Sabe-se que, para os fisiocratas, a sociedade se divide em 3 classes: 1ª. a classe produtiva, isto é, a classe que realmente se ocupa da agricultura, os colonos e os trabalhadores rurais, cujo trabalho é produtivo porque fornece um excedente: a renda; 2ª. a classe que se apropria desse excedente que compreende os proprietários territoriais, os príncipes e toda a clientela que deles depende; de modo geral, os funcionários pagos pelo Estado e, inclusive, a Igreja, na sua qualidade particular de recebedora de dízimo (para abreviar, designaremos a 1ª classe simplesmente pelo nome de ‘colonos’ e a segunda pelo de ‘proprietários fundiários’): 3ª. a classe industrial, ou estéril (improdutiva), porque, segundo os fisiocratas, se limita a incorporar às matérias-primas fornecidas pela classe produtiva o necessário valor para compensar os víveres que esta própria classe consome. Quadro de Quesnay é feito para tornar sensível aos nossos olhos como o produto total de um país (na realidade, a França) circula entre essas 3 classes e serve para a reprodução anual.

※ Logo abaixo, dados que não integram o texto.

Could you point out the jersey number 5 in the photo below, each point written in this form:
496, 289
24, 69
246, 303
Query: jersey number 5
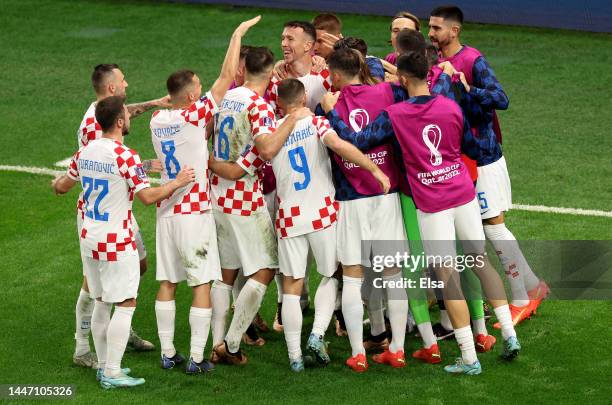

Supõe-se, inicialmente, no Quadro, que o sistema de arrendamento, e com ele a grande agricultura, no sentido que essa palavra tinha no tempo de Quesnay, fôra introduzido por toda parte, na Normandia, na Picardia, na Ilha-de-França, e em algumas outras províncias francesas. Também o arrendatário é para ele o verdadeiro condutor da agricultura; representa no Quadro toda a classe produtiva (agrícola), [grande confusão: quando estes arrendatários deviam ser simplesmente os capitalistas do campo, i.e., a 3ª classe de Quesnay, sua antípoda – aqui são justamente os ‘operários’, que pagam diretamente a renda da terra aos ‘senhores feudais’, por assim dizer, da nobreza!] e paga ao proprietário territorial uma renda em dinheiro. [que Quesnay novamente confunde e põe na 2ª classe, eminentemente urbana, onde estão até os funcionários do Estado! – o abstrato colono é a única mão-de-obra que ele conhece, afinal.]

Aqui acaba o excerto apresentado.